Fig. 4. Phylogeny of the octaheme cytochrome c proteins potentially involved in nitrogen redox conversions.

The maximum likelihood tree was calculated using iqtree with 1000 ultrafast bootstrap iterations. Proteins with confirmed nitrite ammonifying activity mentioned in the main text are shown in bold; the T. ammonificans G1 ONR in red. Bootstrap support values ≥90% are indicated by filled circles. NrfA proteins in Geobacterales members and Anaeromyxobacter spp. were used to root the tree. The scale bar corresponds to 20% sequence divergence. ONR, octaheme nitrite reductase; HAO, hydroxylamine dehydrogenase; HZO, hydrazine dehydrogenase; eHAO, εHAO. An extended phylogenetic tree of the octaheme cytochrome c oxidoreductases is shown in Fig. S5.

Fig. 5. Functional properties of purified T. ammonificans G1 ONR (TaNiR).
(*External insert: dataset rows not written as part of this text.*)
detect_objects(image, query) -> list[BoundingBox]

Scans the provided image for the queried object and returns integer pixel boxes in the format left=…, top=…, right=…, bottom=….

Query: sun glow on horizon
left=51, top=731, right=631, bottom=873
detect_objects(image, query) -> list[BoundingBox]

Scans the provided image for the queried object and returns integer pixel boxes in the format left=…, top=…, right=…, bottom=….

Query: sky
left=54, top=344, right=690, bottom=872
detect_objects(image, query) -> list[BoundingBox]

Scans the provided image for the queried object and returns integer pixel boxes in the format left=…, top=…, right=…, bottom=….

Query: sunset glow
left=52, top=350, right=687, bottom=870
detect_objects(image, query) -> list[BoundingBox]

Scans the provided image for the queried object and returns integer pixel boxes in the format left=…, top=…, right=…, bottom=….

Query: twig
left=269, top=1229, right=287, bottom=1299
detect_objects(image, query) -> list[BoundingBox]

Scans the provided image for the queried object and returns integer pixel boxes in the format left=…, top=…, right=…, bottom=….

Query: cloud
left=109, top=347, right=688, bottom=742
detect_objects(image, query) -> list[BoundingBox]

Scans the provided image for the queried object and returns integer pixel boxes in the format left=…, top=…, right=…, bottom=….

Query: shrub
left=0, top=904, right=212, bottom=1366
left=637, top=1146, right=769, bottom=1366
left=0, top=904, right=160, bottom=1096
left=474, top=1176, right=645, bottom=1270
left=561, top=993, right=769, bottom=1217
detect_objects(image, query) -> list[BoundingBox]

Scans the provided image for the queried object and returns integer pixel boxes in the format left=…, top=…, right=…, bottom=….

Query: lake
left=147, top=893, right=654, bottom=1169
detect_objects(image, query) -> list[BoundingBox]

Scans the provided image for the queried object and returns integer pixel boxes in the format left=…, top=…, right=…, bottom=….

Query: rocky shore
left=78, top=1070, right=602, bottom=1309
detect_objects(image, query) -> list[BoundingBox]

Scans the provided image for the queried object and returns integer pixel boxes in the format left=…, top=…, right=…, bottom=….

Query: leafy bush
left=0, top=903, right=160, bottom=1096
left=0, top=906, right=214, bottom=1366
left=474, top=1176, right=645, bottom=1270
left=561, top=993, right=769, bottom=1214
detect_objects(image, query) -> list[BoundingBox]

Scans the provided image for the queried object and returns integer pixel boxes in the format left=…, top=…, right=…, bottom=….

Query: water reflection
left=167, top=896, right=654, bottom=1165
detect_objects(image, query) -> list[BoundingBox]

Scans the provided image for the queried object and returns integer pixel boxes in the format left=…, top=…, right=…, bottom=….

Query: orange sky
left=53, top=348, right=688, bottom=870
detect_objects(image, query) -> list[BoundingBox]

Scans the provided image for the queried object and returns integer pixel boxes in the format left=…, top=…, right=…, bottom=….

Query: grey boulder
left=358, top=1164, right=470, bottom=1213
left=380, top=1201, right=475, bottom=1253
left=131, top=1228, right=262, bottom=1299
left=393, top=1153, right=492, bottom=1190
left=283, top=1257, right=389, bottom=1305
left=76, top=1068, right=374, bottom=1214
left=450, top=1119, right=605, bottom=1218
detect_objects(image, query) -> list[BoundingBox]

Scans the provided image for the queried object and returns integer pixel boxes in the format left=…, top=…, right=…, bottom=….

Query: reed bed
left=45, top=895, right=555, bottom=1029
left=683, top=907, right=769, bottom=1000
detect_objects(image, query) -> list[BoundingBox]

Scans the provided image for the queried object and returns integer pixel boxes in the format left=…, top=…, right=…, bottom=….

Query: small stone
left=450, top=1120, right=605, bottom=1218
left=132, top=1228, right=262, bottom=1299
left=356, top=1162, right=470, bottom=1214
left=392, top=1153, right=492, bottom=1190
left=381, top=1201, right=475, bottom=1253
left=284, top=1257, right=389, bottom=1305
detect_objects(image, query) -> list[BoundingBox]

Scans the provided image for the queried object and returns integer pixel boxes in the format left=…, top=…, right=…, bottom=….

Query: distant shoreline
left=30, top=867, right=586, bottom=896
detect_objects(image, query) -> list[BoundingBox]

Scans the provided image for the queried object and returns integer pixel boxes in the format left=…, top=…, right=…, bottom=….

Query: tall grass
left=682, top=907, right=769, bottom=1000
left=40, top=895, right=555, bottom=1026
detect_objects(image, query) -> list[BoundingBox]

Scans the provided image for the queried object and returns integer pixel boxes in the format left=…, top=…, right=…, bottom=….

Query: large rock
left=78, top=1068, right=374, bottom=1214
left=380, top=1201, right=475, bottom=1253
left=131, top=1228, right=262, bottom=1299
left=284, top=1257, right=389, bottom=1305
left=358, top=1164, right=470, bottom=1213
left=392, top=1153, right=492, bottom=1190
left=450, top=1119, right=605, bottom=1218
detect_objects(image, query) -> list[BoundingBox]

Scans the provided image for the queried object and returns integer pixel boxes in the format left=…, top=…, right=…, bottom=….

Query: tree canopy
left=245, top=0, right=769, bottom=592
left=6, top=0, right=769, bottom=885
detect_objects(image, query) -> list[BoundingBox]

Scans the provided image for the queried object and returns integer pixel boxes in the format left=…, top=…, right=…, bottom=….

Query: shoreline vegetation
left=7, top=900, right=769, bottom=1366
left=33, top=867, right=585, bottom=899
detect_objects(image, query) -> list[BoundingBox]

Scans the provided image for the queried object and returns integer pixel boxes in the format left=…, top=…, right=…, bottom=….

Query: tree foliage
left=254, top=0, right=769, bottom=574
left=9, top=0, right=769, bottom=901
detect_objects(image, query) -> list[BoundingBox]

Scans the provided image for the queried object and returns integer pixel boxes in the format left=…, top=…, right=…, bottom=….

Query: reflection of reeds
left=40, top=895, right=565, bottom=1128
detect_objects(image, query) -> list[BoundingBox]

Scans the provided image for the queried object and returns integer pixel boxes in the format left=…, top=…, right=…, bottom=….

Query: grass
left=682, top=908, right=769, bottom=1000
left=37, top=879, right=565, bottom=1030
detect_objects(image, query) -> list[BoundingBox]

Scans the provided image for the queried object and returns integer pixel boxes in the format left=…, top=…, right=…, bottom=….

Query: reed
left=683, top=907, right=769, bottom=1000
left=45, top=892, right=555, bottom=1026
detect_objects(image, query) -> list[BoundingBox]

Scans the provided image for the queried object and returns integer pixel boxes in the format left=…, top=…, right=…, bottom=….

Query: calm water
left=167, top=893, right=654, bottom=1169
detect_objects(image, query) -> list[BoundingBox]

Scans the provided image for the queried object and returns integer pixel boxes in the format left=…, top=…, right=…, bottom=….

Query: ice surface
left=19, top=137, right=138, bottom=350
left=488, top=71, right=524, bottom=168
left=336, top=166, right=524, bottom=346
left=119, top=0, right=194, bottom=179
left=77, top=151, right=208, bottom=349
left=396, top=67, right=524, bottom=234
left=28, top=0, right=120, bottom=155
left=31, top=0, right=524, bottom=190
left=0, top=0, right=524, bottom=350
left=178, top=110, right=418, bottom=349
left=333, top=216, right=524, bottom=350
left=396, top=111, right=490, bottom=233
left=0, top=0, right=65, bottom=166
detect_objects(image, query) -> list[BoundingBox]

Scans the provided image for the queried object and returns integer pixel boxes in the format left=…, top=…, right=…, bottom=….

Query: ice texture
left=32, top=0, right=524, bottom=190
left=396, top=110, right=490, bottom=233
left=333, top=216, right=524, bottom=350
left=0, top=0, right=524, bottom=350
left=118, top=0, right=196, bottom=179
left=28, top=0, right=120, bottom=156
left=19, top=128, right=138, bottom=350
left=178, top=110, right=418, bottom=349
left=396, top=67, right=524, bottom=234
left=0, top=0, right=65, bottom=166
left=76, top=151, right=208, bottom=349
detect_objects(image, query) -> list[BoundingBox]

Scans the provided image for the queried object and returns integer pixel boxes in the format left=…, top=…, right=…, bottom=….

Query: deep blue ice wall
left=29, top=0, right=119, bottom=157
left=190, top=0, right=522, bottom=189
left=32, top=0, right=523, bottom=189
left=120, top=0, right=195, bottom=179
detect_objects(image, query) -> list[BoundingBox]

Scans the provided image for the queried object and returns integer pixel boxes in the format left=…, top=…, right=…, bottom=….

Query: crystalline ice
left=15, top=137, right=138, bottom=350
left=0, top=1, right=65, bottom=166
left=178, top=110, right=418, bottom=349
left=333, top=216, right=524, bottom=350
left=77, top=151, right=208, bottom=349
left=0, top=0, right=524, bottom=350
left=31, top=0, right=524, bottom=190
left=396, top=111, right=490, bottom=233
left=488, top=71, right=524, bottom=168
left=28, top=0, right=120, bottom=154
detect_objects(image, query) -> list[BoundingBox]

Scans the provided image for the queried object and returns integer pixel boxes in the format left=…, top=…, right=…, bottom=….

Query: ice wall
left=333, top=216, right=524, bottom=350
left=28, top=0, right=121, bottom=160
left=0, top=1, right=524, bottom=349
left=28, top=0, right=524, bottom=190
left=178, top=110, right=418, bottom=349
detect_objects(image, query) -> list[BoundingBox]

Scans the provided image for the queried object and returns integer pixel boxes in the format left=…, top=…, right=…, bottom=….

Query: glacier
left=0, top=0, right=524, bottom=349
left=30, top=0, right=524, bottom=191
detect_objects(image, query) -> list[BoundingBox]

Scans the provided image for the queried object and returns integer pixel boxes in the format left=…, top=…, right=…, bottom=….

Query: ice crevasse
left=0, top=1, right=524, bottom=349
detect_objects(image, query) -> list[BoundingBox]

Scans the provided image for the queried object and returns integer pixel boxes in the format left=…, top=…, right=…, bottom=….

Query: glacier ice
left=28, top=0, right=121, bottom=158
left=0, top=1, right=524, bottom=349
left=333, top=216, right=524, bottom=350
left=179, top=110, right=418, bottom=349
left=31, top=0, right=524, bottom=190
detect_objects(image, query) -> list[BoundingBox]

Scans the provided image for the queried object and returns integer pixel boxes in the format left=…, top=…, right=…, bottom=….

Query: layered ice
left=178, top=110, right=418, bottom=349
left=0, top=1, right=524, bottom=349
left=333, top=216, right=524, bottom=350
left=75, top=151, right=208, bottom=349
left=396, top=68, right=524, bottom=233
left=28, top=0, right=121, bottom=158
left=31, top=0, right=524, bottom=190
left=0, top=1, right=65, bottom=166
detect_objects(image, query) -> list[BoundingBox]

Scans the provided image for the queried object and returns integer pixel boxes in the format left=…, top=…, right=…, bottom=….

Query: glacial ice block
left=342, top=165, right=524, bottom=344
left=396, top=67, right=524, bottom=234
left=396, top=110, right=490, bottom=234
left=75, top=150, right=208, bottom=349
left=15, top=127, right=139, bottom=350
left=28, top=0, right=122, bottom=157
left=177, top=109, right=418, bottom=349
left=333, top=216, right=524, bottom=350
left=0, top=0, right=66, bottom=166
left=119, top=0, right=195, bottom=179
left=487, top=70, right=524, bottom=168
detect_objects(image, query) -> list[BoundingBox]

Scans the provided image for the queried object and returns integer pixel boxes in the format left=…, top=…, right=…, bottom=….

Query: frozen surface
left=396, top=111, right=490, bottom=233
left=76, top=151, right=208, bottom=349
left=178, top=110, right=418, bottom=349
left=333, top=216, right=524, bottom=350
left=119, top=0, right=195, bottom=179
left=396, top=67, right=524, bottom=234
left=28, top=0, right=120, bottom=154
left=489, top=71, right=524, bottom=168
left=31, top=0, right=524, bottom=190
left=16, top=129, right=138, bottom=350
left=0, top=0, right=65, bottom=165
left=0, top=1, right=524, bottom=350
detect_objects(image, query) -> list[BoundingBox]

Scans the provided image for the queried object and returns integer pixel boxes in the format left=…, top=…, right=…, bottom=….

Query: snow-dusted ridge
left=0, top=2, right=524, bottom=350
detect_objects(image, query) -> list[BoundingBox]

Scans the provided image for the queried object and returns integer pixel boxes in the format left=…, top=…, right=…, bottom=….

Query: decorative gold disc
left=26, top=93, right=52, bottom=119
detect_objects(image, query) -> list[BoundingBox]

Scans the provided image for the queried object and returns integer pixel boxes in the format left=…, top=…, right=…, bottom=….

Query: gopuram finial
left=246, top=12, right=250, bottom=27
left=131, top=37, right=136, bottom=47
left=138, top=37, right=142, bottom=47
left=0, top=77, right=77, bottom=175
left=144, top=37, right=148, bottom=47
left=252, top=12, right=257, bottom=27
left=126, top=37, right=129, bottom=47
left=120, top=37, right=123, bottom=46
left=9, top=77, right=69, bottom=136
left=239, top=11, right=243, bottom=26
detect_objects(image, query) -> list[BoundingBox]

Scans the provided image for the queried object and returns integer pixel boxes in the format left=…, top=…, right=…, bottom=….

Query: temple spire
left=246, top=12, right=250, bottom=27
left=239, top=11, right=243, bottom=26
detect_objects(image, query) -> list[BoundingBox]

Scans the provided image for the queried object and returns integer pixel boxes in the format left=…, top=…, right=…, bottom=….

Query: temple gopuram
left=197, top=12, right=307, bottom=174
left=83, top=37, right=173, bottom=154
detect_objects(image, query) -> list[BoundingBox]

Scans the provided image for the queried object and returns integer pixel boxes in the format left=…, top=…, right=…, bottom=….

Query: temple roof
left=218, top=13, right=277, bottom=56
A Visible spectra of oxidized and reduced forms of TaNiR. B Potentiometric titration of TaNiR and its homologue Tv. paradoxus ONR. C Screening of the TaNiR catalytic activities by oxidation of reduced TaNiR with potential substrates. 1.9 µM of EuCl₂-reduced TaNiR was incubated in 50 mM HEPES (pH 7.5) with 1.4 mM of the potential substrates NaNO₃, NaNO₂, NH₂OH, or Na₂SO₃. In the control experiment the corresponding volume of buffer was added.